Zugleich möchte insbesondere Ministerpräsident Manuel Valls aus der Not auf Dauer eine Tugend machen und eine »republikanische Front« zimmern, in der die Sozialdemokraten am besten aufgehen sollen. Vor der Präsidentschaftswahl 2012, für die er sich vergeblich um die Kandidatur für den PS bemühte, hatte Valls sich noch für eine Umbenennung der Partei stark gemacht, um das Wort »sozialistisch« aus ihrem Namen verschwinden zu lassen. Damit hatte er zwar nur fünf Prozent bei der innerparteilichen Urabstimmung erreicht, an der er als Rechtsaußen innerhalb des PS teilnahm. Derzeit setzt er diesen Kurs jedoch bruchlos fort. In der Wahlnacht am Sonntag setzte der Abgeordnete Julien Dray, der früher zum linken Flügel zählte, aber nun zu den Rechten in der Partei gehört, die Frage einer Umbenennung – also der Entfernung des Adjektivs »sozialistisch« – erneut auf die Tagsordnung.

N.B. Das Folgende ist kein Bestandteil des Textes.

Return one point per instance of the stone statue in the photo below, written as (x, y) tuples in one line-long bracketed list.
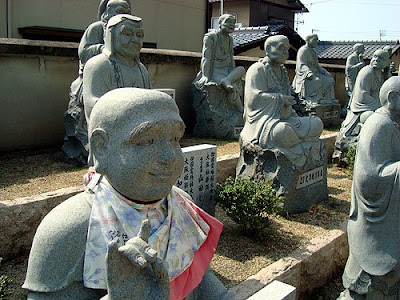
[(275, 139), (363, 102), (132, 234), (312, 82), (218, 87), (354, 63), (372, 269), (92, 43), (118, 65)]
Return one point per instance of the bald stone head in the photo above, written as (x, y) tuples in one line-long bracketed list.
[(134, 141), (380, 59), (389, 94), (277, 49)]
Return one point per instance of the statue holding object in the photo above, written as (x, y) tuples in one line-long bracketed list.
[(218, 87)]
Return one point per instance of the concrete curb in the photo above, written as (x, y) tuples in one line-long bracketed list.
[(19, 218), (306, 268)]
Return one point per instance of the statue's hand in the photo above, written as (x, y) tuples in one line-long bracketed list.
[(134, 271), (288, 100)]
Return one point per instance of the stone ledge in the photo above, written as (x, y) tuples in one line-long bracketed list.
[(307, 268), (19, 218)]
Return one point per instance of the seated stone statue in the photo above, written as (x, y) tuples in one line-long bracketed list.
[(271, 122), (275, 142), (312, 82), (219, 84), (354, 63), (92, 43), (118, 65), (373, 267), (363, 102), (131, 234)]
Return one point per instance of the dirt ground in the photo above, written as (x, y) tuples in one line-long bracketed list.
[(237, 257)]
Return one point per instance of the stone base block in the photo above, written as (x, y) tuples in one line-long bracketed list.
[(276, 290), (302, 187)]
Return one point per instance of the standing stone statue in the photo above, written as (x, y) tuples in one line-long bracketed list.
[(118, 65), (92, 43), (315, 85), (131, 235), (218, 87), (373, 267), (363, 102), (275, 142), (354, 63)]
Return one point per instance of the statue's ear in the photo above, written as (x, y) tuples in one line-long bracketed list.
[(99, 142)]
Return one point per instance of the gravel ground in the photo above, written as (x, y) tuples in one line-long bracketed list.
[(237, 257)]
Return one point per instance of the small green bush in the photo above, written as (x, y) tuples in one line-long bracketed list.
[(4, 283), (350, 158), (249, 203)]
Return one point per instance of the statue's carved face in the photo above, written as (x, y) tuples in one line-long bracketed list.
[(142, 154), (228, 25), (128, 39), (313, 42), (279, 52), (380, 59)]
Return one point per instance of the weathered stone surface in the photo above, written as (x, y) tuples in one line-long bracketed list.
[(276, 290), (19, 219), (301, 186), (199, 175), (306, 268)]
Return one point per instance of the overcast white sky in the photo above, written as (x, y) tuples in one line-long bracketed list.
[(341, 20)]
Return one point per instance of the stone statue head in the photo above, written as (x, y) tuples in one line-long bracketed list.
[(380, 59), (134, 141), (277, 48), (389, 94), (388, 49), (104, 5), (227, 23), (312, 40), (359, 48), (124, 37)]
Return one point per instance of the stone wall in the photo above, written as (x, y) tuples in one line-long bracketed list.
[(36, 75)]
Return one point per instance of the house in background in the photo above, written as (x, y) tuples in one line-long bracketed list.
[(337, 52), (257, 20), (172, 24)]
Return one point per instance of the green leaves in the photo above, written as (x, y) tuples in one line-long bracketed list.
[(248, 202)]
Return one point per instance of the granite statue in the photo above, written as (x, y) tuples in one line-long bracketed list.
[(372, 269), (275, 142), (314, 85), (218, 87), (119, 63), (131, 234), (354, 64), (92, 43), (363, 102)]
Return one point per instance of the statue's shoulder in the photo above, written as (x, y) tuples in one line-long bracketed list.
[(58, 249)]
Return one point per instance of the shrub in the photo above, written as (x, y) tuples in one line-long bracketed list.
[(249, 203), (4, 283)]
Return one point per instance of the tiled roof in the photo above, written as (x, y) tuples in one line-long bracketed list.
[(341, 50)]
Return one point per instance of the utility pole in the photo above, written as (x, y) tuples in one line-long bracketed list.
[(382, 33)]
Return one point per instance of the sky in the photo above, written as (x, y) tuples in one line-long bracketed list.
[(351, 20)]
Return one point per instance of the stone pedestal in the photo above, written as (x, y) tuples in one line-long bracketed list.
[(199, 175), (302, 187), (217, 112)]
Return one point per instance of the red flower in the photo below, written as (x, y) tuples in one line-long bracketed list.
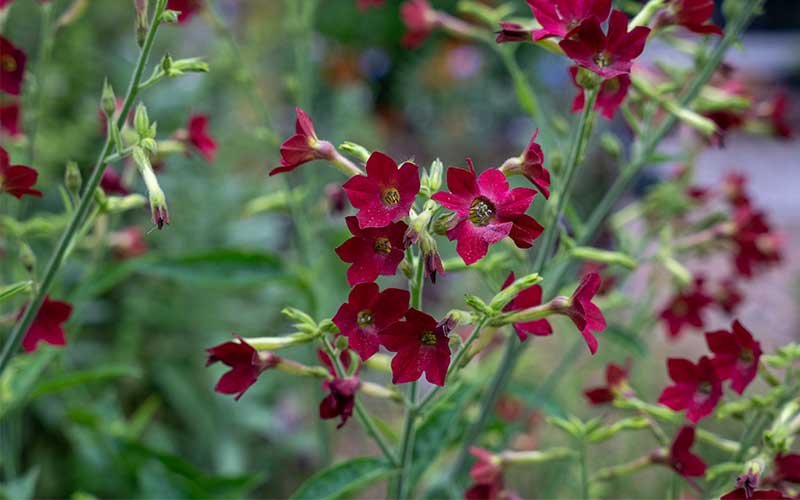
[(683, 461), (610, 96), (420, 19), (12, 67), (686, 308), (187, 8), (48, 325), (340, 401), (694, 15), (198, 136), (10, 119), (246, 365), (385, 194), (616, 382), (530, 297), (559, 17), (17, 180), (421, 345), (373, 252), (366, 313), (736, 355), (486, 211), (609, 55), (697, 388)]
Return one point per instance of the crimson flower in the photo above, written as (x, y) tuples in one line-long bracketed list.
[(10, 119), (12, 67), (608, 55), (48, 325), (683, 461), (373, 252), (529, 297), (366, 313), (486, 211), (246, 365), (736, 355), (559, 17), (610, 95), (616, 382), (686, 308), (340, 401), (199, 137), (17, 180), (421, 345), (697, 388), (385, 194)]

Zum großen Verlierer der Wahl wurde die politische Linke jenseits der Sozialdemokraten, die mit ihren Themen nicht punkten konnte. Die »Linksfront«, ein Zusammenschluss aus einer linken Abspaltung des PS und der französischen KP sowie kleinerer Gruppen, erhielt im ersten Wahlgang nur 4,1 Prozent der Stimmen. Allerdings trug dazu auch ihre Zerstrittenheit bei, die dazu führte, dass ihre Mitgliedsparteien mal mit-, mal gegeneinander antraten und ein völlig inkohärentes Bild abgaben. Die wichtigste Ursache dafür ist der anhaltende Opportunismus der französischen KP gegenüber den Sozialdemokraten, deren Listen sie in manchen Regionen bereits im ersten Wahlgang direkt unterstützte. Dagegen positioniert sich der Parti de gauche (PG), die Abspaltung vom PS unter Jean-Luc Mélenchon, mal etwas weiter links, mal neostalinistisch und besticht mitunter mit verbalradikalen Formulierungen. Anfang dieser Woche wurde die »Linksfront« eingefroren, womöglich wird sie auseinanderbrechen. Auch die französischen Grünen, die von über zwölf Prozent bei den Regionalwahlen 2010 auf nur noch sechs Prozent absackten, scheinen politisch weitgehend marginalisiert. Es wird damit gerechnet, dass sie keine eigene Kandidatur zur Präsidentschaftswahl 2017 mehr präsentieren.

Es bleibt der Front National, der sich zu den Gewinnern zählen darf, obwohl es ihm nicht gelungen ist, eine Regionalregierung zu übernehmen. Dies wurde durch die Stimmbündnisse der etablierten Parteien in mehreren Regionen verhindert. Das zeigt das alte strategische Problem des FN, der keine Verbündeten findet, mit denen er sich im zweiten Wahlgang zusammenschließen könnte. Dort, wo eine relative Mehrheit nicht ausreicht, sondern eine absolute Mehrheit erforderlich ist – wenn nur zwei Listen in der Stichwahl antreten –, liegt die Hürde für ihn damit sehr hoch. Zwar wurden oder werden mehrere Regionen in Europa von Rechtsextremen mitregiert, wie Kärnten in der Vergangenheit, das Burgenland derzeit oder die Lombardei und Venetien in Norditalien. Doch die betreffenden Parteien, wie die FPÖ und die Lega Nord, erreichten nirgendwo alleine über 50 Prozent, sondern schlossen stets Koalitionen mit etablierten Kräften. Dies lehnt der französische FN bislang ab, vor allem sein wirtschafts- und sozialpolitischer Diskurs ist dem des konservativen Blocks scheinbar entgegengesetzt. Der FN setzt auf soziale Demagogie und Etatismus sowie »Antiglobalismus«, die Konservativen unter Sarkozy auf Wirtschaftsliberalismus und EU-Mitgliedschaft. Allerdings nahm der FN seit dem Frühsommer einige wirtschaftsliberale Änderungen vor.
Der FN bleibt in den Regionen weiterhin in der Opposition, doch hat er künftig insgesamt 358 Sitze in Regionalparlamenten inne. Nicht nur dies ist ein Rekordwert, sondern auch die absolute Zahl der Stimmen: über 6,8 Millionen im zweiten Wahlgang. Bei der Präsidentschaftswahl 2012 stimmten 6,4 Millionen für den FN. Auch weiterhin muss mit der rechtsextremen Partei gerechnet werden.